As described above, according to the present invention, it is possible to apply a sufficient re-ignition voltage to re-ignite the discharge lamp without lowering the smoothing function of the lamp current. Can be started and turned on stably. In addition, since the re-ignition voltage to be applied can be set to a predetermined voltage or less, it is not necessary to protect the device from excessive voltage and the device structure is simplified, and an excessive inrush current is prevented from flowing to the discharge lamp, thus increasing the lamp life. It does not adversely affect the characteristics such as. Further, the re-ignition voltage to be applied can be set to a predetermined voltage or less, and a larger re-ignition voltage can be applied as the light output decreases, so that the lamp current can be varied over a wide range.

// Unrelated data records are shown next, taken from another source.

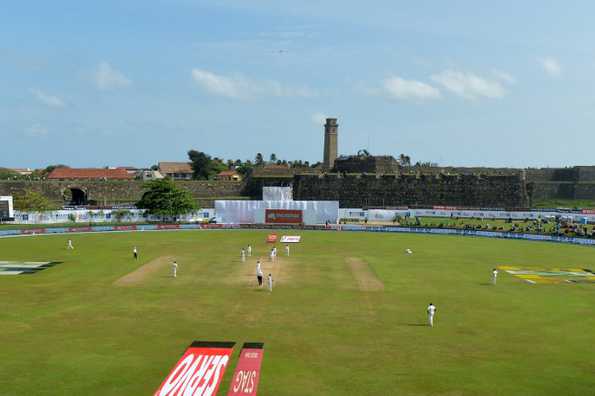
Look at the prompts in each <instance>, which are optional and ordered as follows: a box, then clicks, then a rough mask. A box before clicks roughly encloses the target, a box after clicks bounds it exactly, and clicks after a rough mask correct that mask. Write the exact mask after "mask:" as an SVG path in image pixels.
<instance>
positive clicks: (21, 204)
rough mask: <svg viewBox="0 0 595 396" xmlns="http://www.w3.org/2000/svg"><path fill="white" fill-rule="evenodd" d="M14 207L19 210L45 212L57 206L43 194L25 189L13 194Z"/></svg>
mask: <svg viewBox="0 0 595 396" xmlns="http://www.w3.org/2000/svg"><path fill="white" fill-rule="evenodd" d="M14 208H15V209H16V210H19V211H21V212H46V211H49V210H55V209H57V208H58V207H57V206H56V205H54V204H53V203H52V202H51V201H50V200H49V199H47V198H46V197H45V196H44V195H42V194H40V193H38V192H35V191H32V190H26V191H25V193H24V194H20V195H15V197H14Z"/></svg>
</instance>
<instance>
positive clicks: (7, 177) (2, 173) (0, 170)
mask: <svg viewBox="0 0 595 396" xmlns="http://www.w3.org/2000/svg"><path fill="white" fill-rule="evenodd" d="M19 176H20V175H19V174H18V173H17V172H15V171H13V170H12V169H8V168H0V180H10V179H19V178H20V177H19Z"/></svg>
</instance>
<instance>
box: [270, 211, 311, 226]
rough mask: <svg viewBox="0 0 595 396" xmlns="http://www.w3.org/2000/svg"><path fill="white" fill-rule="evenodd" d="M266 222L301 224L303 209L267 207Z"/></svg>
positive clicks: (302, 219) (301, 220)
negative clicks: (291, 209) (297, 209)
mask: <svg viewBox="0 0 595 396" xmlns="http://www.w3.org/2000/svg"><path fill="white" fill-rule="evenodd" d="M264 222H265V223H269V224H301V223H303V222H304V220H303V211H301V210H289V209H267V210H266V211H265V215H264Z"/></svg>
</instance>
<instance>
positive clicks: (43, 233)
mask: <svg viewBox="0 0 595 396" xmlns="http://www.w3.org/2000/svg"><path fill="white" fill-rule="evenodd" d="M45 231H46V230H45V228H30V229H28V230H21V234H45Z"/></svg>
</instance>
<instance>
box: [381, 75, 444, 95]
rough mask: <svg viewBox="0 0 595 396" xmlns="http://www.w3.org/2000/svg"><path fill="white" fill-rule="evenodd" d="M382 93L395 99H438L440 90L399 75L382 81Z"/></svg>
mask: <svg viewBox="0 0 595 396" xmlns="http://www.w3.org/2000/svg"><path fill="white" fill-rule="evenodd" d="M382 93H383V94H384V95H385V96H387V97H388V98H390V99H396V100H417V101H423V100H432V99H440V97H441V95H440V91H439V90H438V89H437V88H434V87H433V86H431V85H429V84H426V83H424V82H421V81H416V80H405V79H403V78H401V77H396V76H393V77H389V78H387V79H385V80H384V81H383V82H382Z"/></svg>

[Brief description of drawings]

FIG. 1 is a circuit diagram of a discharge lamp lighting device according to a first embodiment of the present invention.

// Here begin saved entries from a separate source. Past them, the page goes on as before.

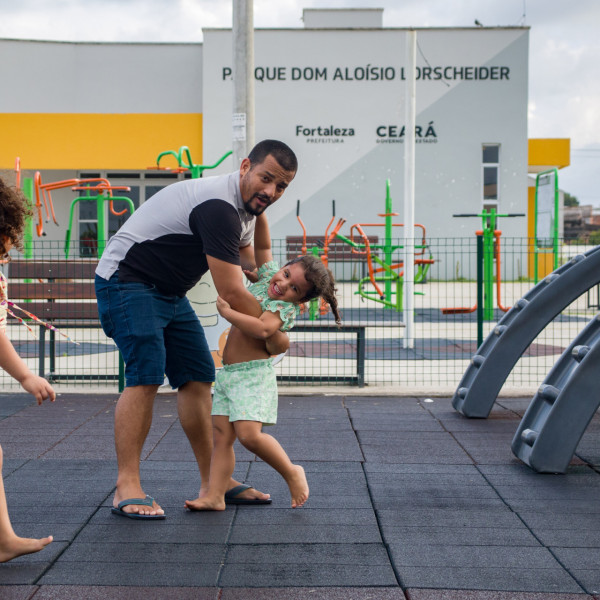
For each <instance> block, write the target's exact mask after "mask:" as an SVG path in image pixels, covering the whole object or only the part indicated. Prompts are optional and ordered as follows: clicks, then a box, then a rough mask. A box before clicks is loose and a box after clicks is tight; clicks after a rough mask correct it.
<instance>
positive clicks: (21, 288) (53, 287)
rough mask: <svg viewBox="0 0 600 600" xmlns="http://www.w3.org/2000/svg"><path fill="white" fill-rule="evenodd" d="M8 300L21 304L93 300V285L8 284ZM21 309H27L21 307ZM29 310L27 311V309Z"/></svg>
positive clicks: (63, 282)
mask: <svg viewBox="0 0 600 600" xmlns="http://www.w3.org/2000/svg"><path fill="white" fill-rule="evenodd" d="M8 292H9V296H10V300H12V301H13V302H16V303H17V304H23V300H25V299H27V300H95V298H96V292H95V290H94V284H93V283H91V282H86V281H80V282H70V281H44V282H39V281H34V282H31V283H12V282H11V283H10V284H9V288H8ZM23 308H27V307H26V306H25V305H23ZM28 310H29V309H28Z"/></svg>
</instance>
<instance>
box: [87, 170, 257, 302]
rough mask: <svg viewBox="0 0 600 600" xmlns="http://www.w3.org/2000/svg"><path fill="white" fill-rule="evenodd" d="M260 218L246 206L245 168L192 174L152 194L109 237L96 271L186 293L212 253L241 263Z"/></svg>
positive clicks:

FIG. 2 is a circuit diagram of a discharge lamp lighting device according to a second embodiment of the present invention.

FIG. 3 is a circuit diagram of a discharge lamp lighting device according to a third embodiment of the present invention.

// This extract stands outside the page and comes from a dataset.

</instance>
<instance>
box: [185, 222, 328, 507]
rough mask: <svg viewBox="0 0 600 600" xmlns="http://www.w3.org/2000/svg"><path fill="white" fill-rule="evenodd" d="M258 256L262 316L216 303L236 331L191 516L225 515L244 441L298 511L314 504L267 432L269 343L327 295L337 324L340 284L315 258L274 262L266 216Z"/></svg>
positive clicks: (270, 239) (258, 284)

FIG. 4 is a circuit diagram of a discharge lamp lighting device according to a fourth embodiment of the present invention.

FIG. 5 is a circuit diagram of a conventional discharge lamp lighting device.

[Explanation of symbols]

 1, 32 1st DC power supply 7 2nd DC power supply 7a Step-down chopper circuit 7b Capacity changing means 17 Load 20 Discharge lamp 21 Bridge inverter circuit 31 Diode (power regeneration means)

Claims (5)

[Claims] 1. A first capacitor having a first capacitor at an output end thereof.
Of the direct current power supply, one or more first switching elements connected to the output end of the first direct current power supply, and a second capacitor at the output end of turning on the first switching element.
Between a second DC power supply that is turned off and outputs a voltage equal to or lower than the output voltage of the first DC power supply, a load including a series circuit of a discharge lamp and an inductance element, and the second DC power supply and the load An inverter circuit for converting the output of the second DC power supply into an alternating current, the inverter circuit having two or more second switching elements connected to the first switching element and a first diode connected in anti-parallel to the second switching element; A discharge lamp lighting device comprising power regeneration means for regenerating power from the second DC power supply to the first DC power supply. 2. The power regeneration means has a second diode having an anode terminal connected to the output terminal of the second DC power source and a cathode terminal connected to the output terminal of the first DC power source. The discharge lamp lighting device according to 1. 3. A polarity reversal detection circuit for detecting input polarity reversal to a load, wherein the power regeneration means has a switching element with a control terminal, and the switching element with a control terminal is controlled by an output signal of the polarity reversal detection circuit. 2. The discharge lamp lighting device according to claim 1, wherein electric power is regenerated from the second DC power supply to the first DC power supply for a predetermined period around the time of driving and polarity inversion. 4. The second direct-current power supply has a capacity varying means at an output end, which comprises at least a third capacitor and a third switching element, and operates so that the output capacity of the second direct-current power supply changes. The discharge lamp lighting device according to any one of claims 1 to 3, characterized in that: 5. A lamp characteristic detection circuit for detecting a characteristic proportional to the light output of a discharge lamp, wherein the first DC power supply is 1
A configuration having at least one fourth switching element to vary the output voltage of the first DC power supply by turning on / off the fourth switching element, and the output signal of the lamp characteristic detection circuit The fourth switching element is controlled to increase the output voltage of the first DC power supply as the light output decreases.
4. The discharge lamp lighting device according to any one of 4 above.